So it looks like Seattle is done with Snowmaggedon, or Snowpocalypse or whatever you want to call it. My corner of the city didn’t get it badly, but of course that did me no good when anywhere I wanted to go was under a layer of ice…
It got me thinking about weather in my writing, though. I’ve changed the setting a little on book 2 in the latest revisions, so I was spending a lot of time staring at average temperature tables on Wikipedia to make sure I was correct for the time of year. Every so often, I’d get sick and tired of WEATHER and get a rebellious impulse and think “well, as long as I’m within the record temperatures for that time of year, couldn’t I make it whatever temperature I want?” Weather is always throwing curveballs at us, after all. A member of my writing group teased me, when I was deciding that I wanted to set that section in later spring to avoid the snow, by “helpfully” relating how she’d visited there once in May, and there had been a snowstorm. But I don’t want snow!!

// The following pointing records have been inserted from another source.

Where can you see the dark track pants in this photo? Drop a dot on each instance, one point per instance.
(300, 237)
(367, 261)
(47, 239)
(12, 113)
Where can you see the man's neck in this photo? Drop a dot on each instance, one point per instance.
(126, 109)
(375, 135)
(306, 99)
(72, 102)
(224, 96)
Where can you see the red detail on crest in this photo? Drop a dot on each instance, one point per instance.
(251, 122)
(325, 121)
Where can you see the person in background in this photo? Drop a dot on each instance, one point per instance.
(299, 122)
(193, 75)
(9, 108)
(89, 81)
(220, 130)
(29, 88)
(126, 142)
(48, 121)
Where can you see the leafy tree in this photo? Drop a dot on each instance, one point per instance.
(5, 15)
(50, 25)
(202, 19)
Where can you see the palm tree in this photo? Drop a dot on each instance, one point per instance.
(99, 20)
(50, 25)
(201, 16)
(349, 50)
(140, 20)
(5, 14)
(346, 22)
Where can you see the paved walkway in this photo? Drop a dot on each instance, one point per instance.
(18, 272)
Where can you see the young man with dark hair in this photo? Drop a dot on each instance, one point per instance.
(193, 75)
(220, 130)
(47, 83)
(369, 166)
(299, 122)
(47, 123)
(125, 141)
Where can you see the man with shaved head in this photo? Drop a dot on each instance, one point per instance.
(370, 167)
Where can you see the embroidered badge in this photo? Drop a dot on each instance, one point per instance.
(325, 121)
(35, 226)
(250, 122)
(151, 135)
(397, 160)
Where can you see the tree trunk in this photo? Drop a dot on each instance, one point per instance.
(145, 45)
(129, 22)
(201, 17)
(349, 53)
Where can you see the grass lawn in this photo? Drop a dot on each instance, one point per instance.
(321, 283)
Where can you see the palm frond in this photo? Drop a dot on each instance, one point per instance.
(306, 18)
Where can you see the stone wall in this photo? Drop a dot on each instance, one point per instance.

In the end I did go with the average, though, on the principle that you shouldn’t have something that draws attention to itself unless it actually matters to the plot. If it’s raining in Seattle in the winter (though my annoyance at the overuse of that as shortcut for setting in Seattle without anything else is a whole rant for another time…) people let it slide by as part of the background, because it matches what they already know. If I have lightning in Seattle (it does happen! a whole…I’ve seen it twice in the five years I’ve lived here? something like that) people are going to notice it, and stop paying attention to the characters until I justify it. Why waste space on justification if you don’t need to? If you’re building Frankenstein’s monster, you need to, if your character is brooding staring out the window, you don’t.